A recent verdict won by Ford Motor Co. should be thrown out because two jurors failed to disclose critical information about their backgrounds, a court document filed Monday alleges.
A motion for a new trial, filed by Clearwater resident Karen D'Amario, alleges that jurors Glennedda Leslie and Christine D. Warwick swore that neither they, nor members of their family, had ever been parties to a lawsuit.
In fact, the motion says, both women's husbands had been sued.
In addition, a Largo plumbing company partly owned by Leslie and her husband was sued in an auto accident case. The opposing lawyer in that 1990 suit was a law partner of Wil Florin, who represented D'Amario in the Ford trial.
"We have a right to six fair jurors," Florin said Monday. The Florida Supreme Court once ordered a new trial because a juror failed to disclose a divorce and a creditor lawsuit, he said. "What we have here is that we had actually sued this lady's company."
In an interview, Leslie denied that she deliberately withheld any information.
Yes, Florin's law partner, Thomas Roebig, filed an accident suit against McGill Plumbing seven years ago, she acknowledged. But she certainly didn't recognize Florin or the name of his firm, Florin, Roebig & Walker, when she landed on the Ford jury.
The plumbing company has been sued numerous times, she said. Its insurance company handles most of the details.
"There's no way I could have made that connection," she said. "If I had, I wouldn't have been a juror. I didn't want to be there. I would have said, "I'm out of here.'
Leslie said she did not mention the two lawsuits that listed her husband as a defendant because they both involved accidents when he was driving a company truck.
When jurors were asked about lawsuits, "I felt they meant personally sued," Leslie said. "I had put those accidents in my mind as McGill Plumbing being sued."
An affidavit Florin filed late Monday also says that the plumbing company owns 25 Ford vehicles and a Lincoln Town Car. Leslie did not mention that when jurors were asked about car ownership, Florin said.
"We were trying to strike loyal Ford owners" from the jury, he said. "Certainly, the extent of her ownership was not disclosed."
Leslie could not be reached later Monday to respond to that allegation.
The Ford suit, which went to the jury 10 days ago, alleged that a design defect and faulty part in a 1988 Escort caused a fire that horribly mutilated D'Amario's son, Clifford Harris.
After deliberating five hours, the jury ruled unanimously in Ford's favor.
The motion for a new trial also alleges that jury foreman Warwick failed to reveal that her husband was a party to litigation over real estate and had filed three worker's compensation claims.
Warwick said she and her husband, Richard, a Clearwater firefighter, said they never considered the workers' compensation claims as personal injury claims.
"We didn't have to go to court or anything," Richard Warwick said. "It was just part of the normal paperwork."

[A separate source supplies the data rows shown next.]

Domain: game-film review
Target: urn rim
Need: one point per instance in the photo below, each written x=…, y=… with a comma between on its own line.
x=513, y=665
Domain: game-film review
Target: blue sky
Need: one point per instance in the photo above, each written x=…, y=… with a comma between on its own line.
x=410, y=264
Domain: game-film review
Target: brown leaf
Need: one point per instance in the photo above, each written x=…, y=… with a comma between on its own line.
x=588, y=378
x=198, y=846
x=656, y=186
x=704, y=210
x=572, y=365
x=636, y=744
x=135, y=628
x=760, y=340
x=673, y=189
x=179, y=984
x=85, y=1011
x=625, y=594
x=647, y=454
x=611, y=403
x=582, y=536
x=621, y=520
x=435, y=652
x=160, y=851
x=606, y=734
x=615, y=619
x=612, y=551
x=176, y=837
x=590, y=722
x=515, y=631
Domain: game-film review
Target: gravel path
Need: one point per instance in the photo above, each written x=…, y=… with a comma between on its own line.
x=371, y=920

Monday's motion also says that Senior Judge Howard Rives made errors in the trial.
Rives let the jury consider the liability of the 15-year-old youth who drove the car. That youth, who had been drinking, died in the fire.
Ford expert Jack Ridenour, who testified that the Escort's design was safe, also helped design the fuel system on the Ford Pinto, which was roundly criticized in the 1970s as susceptible to crash fires.
Out of the jury's hearing, the witness testified that he still believes that the Pinto's design was safe. That statement would have undermined the witness' credibility, the motion said. But Rives ruled that any mention of the Pinto would prejudice the jury.
Ford lawyer Ronald Cabaniss said Rives' rulings were correct. Furthermore, he said, "I see no basis to suggest juror misconduct, either actually or legally."